The following appears in the July 5-11 2013 issue of the Long Island Business News:

Gov. Andrew Cuomo’s voter approval ratings have been dropping like a rock, from the high 70s to the mid-50s. Why? He’s been exposed as just another pol whose actions do not live up to his big talk.

To boast that his third budget in a row passed on time, Cuomo abandoned the sound and tough fiscal measures he employed in his first year in office.

Instead, he adopted the Mario Cuomo/George Pataki smoke and mirrors approach to balancing budgets.

Hence, the Cuomo budget for fiscal 2013-2014 is riddled with one-shot revenue, tax and fee increases, back-door borrowing and overly optimistic revenue estimates.

His most egregious budget gimmick is the $350 rebate check, to be delivered by mail to a select group of New Yorkers, which will cost taxpayers about $400 million. The checks will not be distributed during the present fiscal year, by the way, but in October 2014, one month before the state elections.

Another dismal failure has been Cuomo’s much heralded Public Integrity Act, which included the Joint Commission on Public Ethics.

The slew of state legislators indicted in May and the Assemblyman Vito Lopez scandal proved the “new and improved” ethics board is a toothless tiger.

As for Cuomo’s 2013 legislative achievements, there’s not much to write home about:

The Fiscal Restructuring Board Cuomo alleged will help financially distressed municipalities is nothing more than a subterfuge for the extension of the rigged mandatory arbitration law written by the public employee unions.

The pension budget relief program doesn’t curb ever-growing local government pension contributions. It merely sticks current liabilities to future generations of taxpayers.

The LIPA legislation will probably do little to help struggling commercial and residential ratepayers. The re-structuring of LIPA debt, particularly with interest rates trending upward, is not expected to achieve the projected $30 million in annual savings.

The governor blinked on the proposal to decrease LIPA/National Grid payments in lieu of taxes to local governments and school districts, which total $586 million annually.

He failed to acknowledge that the payments are based on outrageously over-assessed values of electrical facilities and are unfair subsidies to favored government sub-divisions.

The approved casino plan is irrational. Giving casino location preference to upstate communities and not to New York City and Long Island where there is demand could prove to be disastrous.

Private-sector investors may not have any interest in ponying up hundreds of millions of dollars for gambling ventures in areas that may not attract the “high-rollers” needed to make facilities profitable.

Don’t be surprised if voters reject the constitutional amendment to legalize casinos this November.

Cuomo’s over-hyped tax-free zones on state-owned land on or near public or private universities, which now includes New York City, will probably go the way of Pataki’s failed and scandal-ridden tax-free enterprise zones.
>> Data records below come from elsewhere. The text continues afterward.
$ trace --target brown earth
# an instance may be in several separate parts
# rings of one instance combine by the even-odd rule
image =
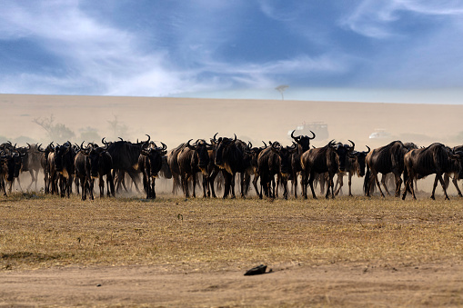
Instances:
[[[0,94],[0,134],[45,142],[32,121],[54,114],[78,135],[96,128],[111,136],[108,122],[126,125],[122,137],[151,134],[169,148],[190,138],[220,135],[289,140],[302,122],[323,121],[330,138],[372,148],[375,129],[419,145],[463,144],[461,105],[362,104],[261,100],[96,97]],[[244,138],[243,138],[244,139]],[[78,140],[75,140],[78,142]],[[315,140],[322,145],[327,140]],[[23,144],[21,144],[23,145]],[[178,268],[169,264],[91,266],[6,271],[0,273],[0,306],[458,306],[463,304],[463,265],[439,260],[404,263],[337,263],[267,264],[273,272],[244,276],[247,269]]]
[[[207,272],[169,265],[67,267],[0,275],[0,306],[460,306],[461,264],[337,263]]]

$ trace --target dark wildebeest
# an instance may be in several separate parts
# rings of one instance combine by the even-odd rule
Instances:
[[[346,171],[344,173],[337,173],[337,181],[336,185],[339,185],[337,190],[335,187],[335,195],[339,194],[341,187],[343,185],[343,177],[346,172],[348,174],[348,186],[349,186],[349,196],[352,196],[352,176],[357,174],[358,177],[362,177],[365,175],[365,158],[367,154],[370,152],[370,148],[367,145],[368,151],[357,152],[354,151],[347,154],[346,161]]]
[[[452,153],[456,154],[458,152],[463,152],[463,145],[458,145],[454,146],[452,149]],[[458,195],[460,197],[463,197],[463,194],[461,194],[461,191],[458,187],[458,180],[461,180],[461,177],[458,175],[457,168],[455,168],[456,165],[454,164],[454,167],[452,168],[452,171],[449,173],[446,173],[444,175],[444,182],[446,183],[446,187],[448,188],[449,179],[452,178],[452,183],[455,185],[455,188],[457,189],[457,192],[458,193]]]
[[[275,175],[278,174],[283,185],[283,197],[287,199],[287,179],[291,174],[291,154],[297,150],[297,144],[283,147],[279,143],[273,143],[259,154],[257,158],[257,170],[260,176],[261,186],[266,196],[275,198]],[[259,198],[262,198],[262,190]]]
[[[195,186],[196,184],[196,174],[203,174],[203,197],[206,197],[206,189],[207,187],[207,166],[209,164],[208,150],[212,145],[204,139],[198,139],[193,144],[190,144],[190,139],[177,155],[178,169],[182,181],[182,187],[185,196],[189,197],[188,180],[193,180],[193,194],[196,198]]]
[[[291,182],[294,189],[294,197],[297,198],[297,174],[299,173],[304,172],[300,164],[300,158],[304,152],[308,151],[310,149],[310,140],[315,139],[315,133],[310,131],[310,133],[312,133],[312,137],[309,137],[307,135],[295,136],[294,135],[295,131],[296,130],[291,132],[291,138],[293,138],[294,141],[297,144],[297,151],[294,152],[291,154],[291,169],[292,169]],[[302,174],[301,177],[304,177],[304,174]]]
[[[364,192],[367,196],[370,195],[370,188],[375,182],[381,196],[384,197],[377,174],[388,174],[388,173],[393,173],[396,177],[396,197],[400,194],[402,184],[400,176],[404,172],[404,155],[407,152],[408,149],[401,141],[393,141],[388,145],[374,149],[367,155],[365,159],[367,173],[364,180]],[[388,188],[386,186],[384,188],[388,192]]]
[[[458,176],[463,175],[461,168],[463,152],[453,154],[447,146],[438,143],[432,144],[426,148],[411,150],[404,155],[404,164],[408,174],[405,186],[411,191],[413,199],[417,199],[415,189],[413,188],[413,180],[421,179],[429,174],[436,174],[431,199],[435,199],[434,194],[438,181],[444,190],[446,200],[448,200],[442,174],[456,172],[458,174]],[[404,189],[402,200],[405,200],[407,192],[408,189]]]
[[[235,198],[235,175],[237,173],[245,172],[247,169],[244,162],[244,153],[240,146],[237,144],[236,134],[234,139],[220,137],[216,140],[214,163],[222,169],[225,178],[224,198],[226,198],[230,193],[231,197]],[[241,197],[245,197],[244,186],[241,183]]]
[[[87,173],[86,170],[86,166],[88,165],[87,161],[88,154],[86,154],[85,149],[81,146],[80,151],[77,152],[75,157],[74,158],[74,167],[75,171],[75,178],[79,179],[79,183],[81,185],[82,200],[86,200],[87,192],[91,194],[93,200],[93,189],[90,192],[90,185],[87,180]]]
[[[156,144],[142,149],[138,158],[138,169],[143,173],[143,186],[146,193],[146,199],[155,199],[155,181],[163,166],[163,156],[166,154],[167,146],[161,143],[162,147]]]
[[[317,199],[314,190],[314,180],[317,174],[327,173],[327,187],[326,198],[329,196],[329,191],[331,188],[331,197],[334,198],[334,183],[333,176],[338,171],[346,170],[346,156],[347,154],[354,151],[354,143],[349,140],[352,146],[341,146],[336,144],[331,140],[324,147],[310,149],[305,152],[301,156],[301,166],[304,169],[305,176],[303,178],[303,195],[304,198],[307,198],[307,183],[310,185],[312,191],[312,196]]]
[[[176,194],[177,189],[182,187],[180,181],[180,169],[178,167],[177,156],[180,151],[186,146],[186,144],[180,144],[177,147],[167,152],[167,164],[172,174],[172,194]]]
[[[139,193],[138,189],[138,157],[140,156],[141,150],[146,148],[151,139],[146,134],[148,140],[133,144],[128,141],[124,141],[119,137],[119,141],[107,143],[105,138],[101,142],[107,145],[107,152],[113,159],[113,177],[115,179],[116,190],[118,191],[120,185],[124,185],[124,177],[126,173],[128,174],[132,182],[135,184],[136,190]]]
[[[37,180],[38,180],[38,172],[41,168],[41,158],[42,158],[42,152],[40,151],[40,145],[41,144],[27,144],[28,149],[27,149],[27,155],[28,155],[28,161],[27,161],[27,166],[29,169],[29,174],[31,174],[31,184],[27,187],[27,190],[29,190],[33,184],[35,184],[35,189],[37,190]],[[23,168],[24,171],[24,168]]]
[[[56,145],[55,147],[55,170],[57,174],[58,187],[60,189],[61,197],[67,196],[69,198],[73,177],[75,174],[74,158],[75,153],[71,143],[66,142],[63,145]]]
[[[100,188],[100,198],[105,196],[105,181],[103,176],[106,176],[106,194],[115,196],[115,184],[113,174],[113,158],[107,152],[107,146],[93,146],[88,151],[88,161],[86,161],[86,172],[89,181],[90,196],[93,199],[94,181],[98,178],[98,186]]]
[[[11,183],[15,178],[15,171],[17,169],[15,155],[19,155],[15,153],[5,154],[3,150],[0,154],[0,186],[4,191],[4,195],[6,196],[6,184],[5,181]]]
[[[50,193],[50,164],[48,160],[48,155],[50,153],[55,152],[55,145],[53,142],[46,146],[45,150],[42,150],[40,147],[37,148],[39,152],[42,153],[40,157],[40,165],[42,166],[42,170],[44,170],[44,192],[45,194]]]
Expect the politically connected to be awarded tax-free havens, with few jobs created.

Finally, Cuomo’s hastily drafted campaign finance bill and his fatally flawed women’s rights legislation – both introduced in the final days of the legislative session – got nowhere.

All the glowing press releases proclaiming the dawn of a new New York cannot cover up the fact that the governor’s drive to change the business climate by cutting taxes and regulations has stalled.

The proof Cuomo has failed: The dim-witted governor of Texas has figured the Empire State is ripe for the picking and has financed an advertising campaign aimed at poaching businesses.

If that’s not a wake-up call for Cuomo, I don’t know what it will take to jar him out of his political coma.